Les auteurs, économistes et humanistes, procèdent à une « analyse coûts-bénéfices » de « la valeur stratégique des médias d’intérêt public », afin de montrer combien les médias d’intérêt général solides ne sont pas une source de dépenses mais « un investissement stratégique aux retombées considérables ». En révélant la corruption et en assurant la transparence des marchés, des médias libres et indépendants stimulent directement la croissance économique et permettent un retour sur investissement tangible pour la société et « un bien-être social ». Le journalisme d’investigation renforce la bonne gouvernance en obligeant les dirigeants à rendre des comptes, ce qui diminue la corruption et restaure la confiance des citoyens dans les institutions. En diffusant des informations pratiques et vitales, comme des techniques agricoles ou des conseils de santé publique, les médias d’intérêt public génèrent des gains de productivité concrets qui profitent à l’ensemble de l’économie et qui participent à la « création de valeur publique ». Les médias d’intérêt public protègent, en outre, l’économie des perturbations du marché et des décisions erronées causées par la propagation de fausses nouvelles et agissent comme un rempart contre la désinformation. Ils interviennent comme un contre-pouvoir indispensable en rendant publiques les pratiques anticoncurrentielles des géants de la technologie, contribuant ainsi à préserver l’équilibre et l’innovation dans l’économie numérique et
à « limiter les monopoles dans l’économie numérique ».

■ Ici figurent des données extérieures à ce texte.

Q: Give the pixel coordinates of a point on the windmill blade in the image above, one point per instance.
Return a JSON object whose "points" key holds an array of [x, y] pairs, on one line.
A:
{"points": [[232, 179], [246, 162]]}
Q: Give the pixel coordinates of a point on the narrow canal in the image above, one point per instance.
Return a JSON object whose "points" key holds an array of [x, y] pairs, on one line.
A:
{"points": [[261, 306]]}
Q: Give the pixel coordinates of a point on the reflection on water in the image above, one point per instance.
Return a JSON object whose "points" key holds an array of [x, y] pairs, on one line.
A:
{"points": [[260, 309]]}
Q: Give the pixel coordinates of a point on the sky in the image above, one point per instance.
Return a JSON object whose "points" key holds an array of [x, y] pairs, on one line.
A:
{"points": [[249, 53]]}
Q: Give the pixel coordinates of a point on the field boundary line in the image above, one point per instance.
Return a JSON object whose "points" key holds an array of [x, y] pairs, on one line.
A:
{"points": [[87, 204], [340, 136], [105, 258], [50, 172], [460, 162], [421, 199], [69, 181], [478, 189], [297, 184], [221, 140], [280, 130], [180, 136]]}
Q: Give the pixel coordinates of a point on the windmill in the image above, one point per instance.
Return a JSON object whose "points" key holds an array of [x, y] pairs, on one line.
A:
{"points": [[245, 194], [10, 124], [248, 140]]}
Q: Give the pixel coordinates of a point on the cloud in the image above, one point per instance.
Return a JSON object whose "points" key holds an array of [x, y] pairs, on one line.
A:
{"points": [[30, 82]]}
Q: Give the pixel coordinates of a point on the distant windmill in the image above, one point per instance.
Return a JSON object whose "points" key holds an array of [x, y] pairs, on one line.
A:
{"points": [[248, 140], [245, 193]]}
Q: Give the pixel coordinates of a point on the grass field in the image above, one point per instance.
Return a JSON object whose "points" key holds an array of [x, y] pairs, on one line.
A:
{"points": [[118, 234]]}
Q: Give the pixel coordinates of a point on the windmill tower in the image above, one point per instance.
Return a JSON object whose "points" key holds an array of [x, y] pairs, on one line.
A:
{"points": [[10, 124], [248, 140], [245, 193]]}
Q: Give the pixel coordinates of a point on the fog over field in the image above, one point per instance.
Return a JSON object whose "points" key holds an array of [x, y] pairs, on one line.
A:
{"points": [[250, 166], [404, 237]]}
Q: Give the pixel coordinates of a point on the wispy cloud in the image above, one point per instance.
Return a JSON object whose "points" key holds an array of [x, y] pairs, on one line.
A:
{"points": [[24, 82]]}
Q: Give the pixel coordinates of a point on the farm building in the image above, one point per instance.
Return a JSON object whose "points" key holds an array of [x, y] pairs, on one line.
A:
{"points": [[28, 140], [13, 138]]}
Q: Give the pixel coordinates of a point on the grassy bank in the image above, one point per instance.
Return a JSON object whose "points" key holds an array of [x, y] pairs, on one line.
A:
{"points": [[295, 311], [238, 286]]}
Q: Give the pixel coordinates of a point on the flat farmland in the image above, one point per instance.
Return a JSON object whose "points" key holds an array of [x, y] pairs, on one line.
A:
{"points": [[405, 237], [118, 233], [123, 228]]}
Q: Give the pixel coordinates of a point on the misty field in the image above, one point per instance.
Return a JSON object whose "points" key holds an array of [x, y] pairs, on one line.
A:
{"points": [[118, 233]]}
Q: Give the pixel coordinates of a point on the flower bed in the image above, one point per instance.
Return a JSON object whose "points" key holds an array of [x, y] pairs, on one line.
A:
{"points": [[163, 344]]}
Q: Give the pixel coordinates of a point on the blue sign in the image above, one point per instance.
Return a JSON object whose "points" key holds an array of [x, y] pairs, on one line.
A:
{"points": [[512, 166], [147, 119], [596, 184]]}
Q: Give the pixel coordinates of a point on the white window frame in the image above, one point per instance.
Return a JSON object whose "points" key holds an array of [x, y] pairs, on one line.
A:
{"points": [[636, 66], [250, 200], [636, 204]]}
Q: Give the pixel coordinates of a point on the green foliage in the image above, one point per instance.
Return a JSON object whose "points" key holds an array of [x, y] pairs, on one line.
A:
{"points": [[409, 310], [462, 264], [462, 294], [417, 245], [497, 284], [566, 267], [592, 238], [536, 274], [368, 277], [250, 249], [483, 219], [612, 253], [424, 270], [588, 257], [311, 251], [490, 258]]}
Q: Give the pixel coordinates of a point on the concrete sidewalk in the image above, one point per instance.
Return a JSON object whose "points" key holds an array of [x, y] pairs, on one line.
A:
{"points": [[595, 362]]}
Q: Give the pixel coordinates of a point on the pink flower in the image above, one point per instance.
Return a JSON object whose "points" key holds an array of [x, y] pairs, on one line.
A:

Enfin, les médias d’intérêt public réduisent « "l’impuissance acquise" dans lequel les citoyens renoncent à exiger des comptes aux gouvernements, permettant ainsi la prospérité incontestée d’acteurs politiques motivés par leur propre intérêt », afin de laisser place à un débat public plus sain et moins coûteux pour la collectivité. Face à ces bénéfices considérables, « l’inaction n’est plus une option », et il est nécessaire, selon les auteurs, d’instaurer un cadre d’intervention politique robuste pour préserver ce bien public essentiel. La déclaration du Panel de haut niveau sur les médias d’intérêt public propose deux actions prioritaires pour enrayer le déclin des médias d’intérêt public et assurer leur avenir. Investir dans un journalisme libre et indépendant en diversifiant et en augmentant les ressources consacrées à la production d’informations fiables, et modeler les écosystèmes de l’information dans l’intérêt public grâce à un recours effectif aux politiques industrielles et aux mesures de protection contre l’emprise sur les médias et les ingérences. Présentée en septembre 2025 aux dirigeants mondiaux réunis à New York dans le cadre de la semaine la plus formelle de l’Assemblée générale des Nations unies, la déclaration souligne l’urgence de reconnaître « la véritable valeur des médias d’intérêt public […] et que l’ensemble des politiques économiques dont disposent les gouvernements soit utilisé pour enrayer leur déclin ». Pour ces onze économistes de renommée mondiale, « il est temps d’agir ».

The Economic Imperative of Investing in Public Interest Media, Statement of the High-Level Panel on Public Interest Media, Forum on Information & Democracy, September 2025.